History was made on November 1st at American University. “Ladies and gentlemen, we’re going to make history – we’re going to vote for the first Daisy Awards,” advertising-guru Drew Babb said to begin the ceremony. “We’re giving them this year for the very first time, so you can tell your grandchildren that you were there for the very first ballot.”
The event’s host was School of Communication professor Babb who teaches a class on political advertising for the school’s Public Communication division. Babb approaches political advertising from a unique perspective: he’s not a political consultant—he does real-world advertising.
“I look at political ads as ads,” said Babb. “…so I’m very critical of political ads, because I think really for the most part, they’re not very good.” But that’s not to say they’re not effective or powerful, according to Babb: “If you buy them in tonnage and carpet-bomb markets, they’re very effective.”
Babb’s very first class on political advertising last spring looked at ads during this election’s primary season and graded them based on a metric developed by Babb. The ads listed on the Daisy Awards ballot included the ads that received the highest scores by Babb’s class, in addition to what he considered to be the best of the general election ads.
There were no criteria for voting on the ads; according to Babb, the audience was to simply be “recipients of the message” on which to vote—with no right or wrong answers.
The ballot was separated into three sections: “Presidential Primaries & The Election”, “The Down Ballot” (ads for Senate and Congressional races), and “Parody Political Commercials”. Each ad was viewed on a big screen, and the audience was asked to vote for their top favorites in each category. At the end, the votes were tallied up and added to votes that had been placed online earlier in the week.
Coming in first place for the general election ads was the Obama campaign’s attack ad “America the Beautiful/Firms” against Mitt Romney. Second place went to Ron Paul’s “Etch-a-Sketch” ad, third place went to Obama’s “Big Bird” attack ad against Romney, and 4thplace went to Ron Paul’s attack ad “Serial Hypocrisy” against Newt Gingrich.
For the senate and congressional ads, first place was awarded to Clare McCaskill’s “Diana, Rape Victim” ad against Todd Akin, and the runner-up was Allen West’s “Two Men” attack ad against Patrick Murphy.
“Mitt-Former” won the parody ad category with a landslide victory.
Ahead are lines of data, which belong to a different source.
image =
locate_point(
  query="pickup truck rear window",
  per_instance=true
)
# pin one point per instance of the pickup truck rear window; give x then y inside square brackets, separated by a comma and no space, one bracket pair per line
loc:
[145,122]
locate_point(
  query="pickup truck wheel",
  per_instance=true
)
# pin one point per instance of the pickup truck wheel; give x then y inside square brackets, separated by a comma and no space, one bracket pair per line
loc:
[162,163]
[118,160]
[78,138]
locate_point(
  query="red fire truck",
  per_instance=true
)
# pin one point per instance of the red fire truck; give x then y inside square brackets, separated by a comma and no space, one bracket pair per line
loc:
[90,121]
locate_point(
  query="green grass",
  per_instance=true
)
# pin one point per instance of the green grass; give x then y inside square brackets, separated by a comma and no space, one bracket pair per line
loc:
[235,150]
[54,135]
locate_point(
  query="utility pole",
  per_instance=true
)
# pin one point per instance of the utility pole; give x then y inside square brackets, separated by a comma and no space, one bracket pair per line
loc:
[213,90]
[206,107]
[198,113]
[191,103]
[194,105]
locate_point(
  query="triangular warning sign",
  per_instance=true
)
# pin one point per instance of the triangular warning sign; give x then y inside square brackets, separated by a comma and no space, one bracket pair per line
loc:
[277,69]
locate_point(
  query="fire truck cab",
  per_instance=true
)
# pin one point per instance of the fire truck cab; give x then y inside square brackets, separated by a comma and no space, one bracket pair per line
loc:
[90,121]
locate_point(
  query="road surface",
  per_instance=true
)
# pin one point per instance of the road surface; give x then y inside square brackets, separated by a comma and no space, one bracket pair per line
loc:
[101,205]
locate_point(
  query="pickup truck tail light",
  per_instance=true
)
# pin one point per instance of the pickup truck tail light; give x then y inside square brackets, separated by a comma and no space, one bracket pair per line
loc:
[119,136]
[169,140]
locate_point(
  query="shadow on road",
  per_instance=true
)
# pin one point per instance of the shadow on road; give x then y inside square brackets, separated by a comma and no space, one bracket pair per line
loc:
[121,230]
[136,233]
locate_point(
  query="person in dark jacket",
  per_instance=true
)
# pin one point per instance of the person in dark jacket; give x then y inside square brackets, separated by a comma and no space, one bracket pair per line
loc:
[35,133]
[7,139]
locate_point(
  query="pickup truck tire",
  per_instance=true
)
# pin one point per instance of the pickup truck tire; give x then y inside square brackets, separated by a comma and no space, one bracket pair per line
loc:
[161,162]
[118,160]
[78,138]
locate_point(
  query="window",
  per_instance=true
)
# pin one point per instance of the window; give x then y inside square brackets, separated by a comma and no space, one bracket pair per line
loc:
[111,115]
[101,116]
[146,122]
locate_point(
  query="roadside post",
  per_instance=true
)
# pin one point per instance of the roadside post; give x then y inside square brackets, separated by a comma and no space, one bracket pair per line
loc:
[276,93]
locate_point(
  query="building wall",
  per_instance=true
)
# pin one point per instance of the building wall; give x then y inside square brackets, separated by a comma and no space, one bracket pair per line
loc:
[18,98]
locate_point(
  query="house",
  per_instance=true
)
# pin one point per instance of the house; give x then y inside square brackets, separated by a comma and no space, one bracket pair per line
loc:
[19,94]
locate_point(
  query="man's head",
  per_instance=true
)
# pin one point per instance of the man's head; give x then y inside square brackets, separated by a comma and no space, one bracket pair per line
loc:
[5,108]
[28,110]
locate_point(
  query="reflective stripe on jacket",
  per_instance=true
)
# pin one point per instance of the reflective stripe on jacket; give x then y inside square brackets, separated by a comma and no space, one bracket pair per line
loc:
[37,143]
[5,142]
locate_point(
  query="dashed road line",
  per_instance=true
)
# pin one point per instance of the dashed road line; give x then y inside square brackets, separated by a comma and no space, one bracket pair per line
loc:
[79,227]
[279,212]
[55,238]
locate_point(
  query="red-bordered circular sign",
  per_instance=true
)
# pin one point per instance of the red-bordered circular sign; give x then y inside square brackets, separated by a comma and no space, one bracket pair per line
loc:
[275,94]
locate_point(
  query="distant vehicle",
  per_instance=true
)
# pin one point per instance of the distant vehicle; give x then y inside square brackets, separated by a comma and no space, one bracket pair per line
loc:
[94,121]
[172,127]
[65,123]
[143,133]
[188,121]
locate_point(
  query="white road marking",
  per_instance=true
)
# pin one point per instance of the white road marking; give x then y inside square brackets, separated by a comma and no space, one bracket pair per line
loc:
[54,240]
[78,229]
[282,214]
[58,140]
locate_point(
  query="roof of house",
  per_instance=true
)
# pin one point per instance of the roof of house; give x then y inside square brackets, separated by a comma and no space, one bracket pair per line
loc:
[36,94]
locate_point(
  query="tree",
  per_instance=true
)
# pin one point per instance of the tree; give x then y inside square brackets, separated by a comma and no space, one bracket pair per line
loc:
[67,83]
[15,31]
The name “Daisy Awards” was inspired by one of the first-ever (and most controversial) televised political ads—what Babb refers to as “the mother of all attacks ads”: Lyndon Johnson’s 1964 campaign for re-election spot against Republican presidential nominee Barry Goldwater. The ad features a young girl picking the petals off of a daisy, counting as she goes. As her voice fades out, an ominous male voice-over is heard counting down to a nuclear launch. It ends with the visual of an exploding mushroom cloud and an appeal to vote for Johnson, “because the stakes are too high for you to stay home.”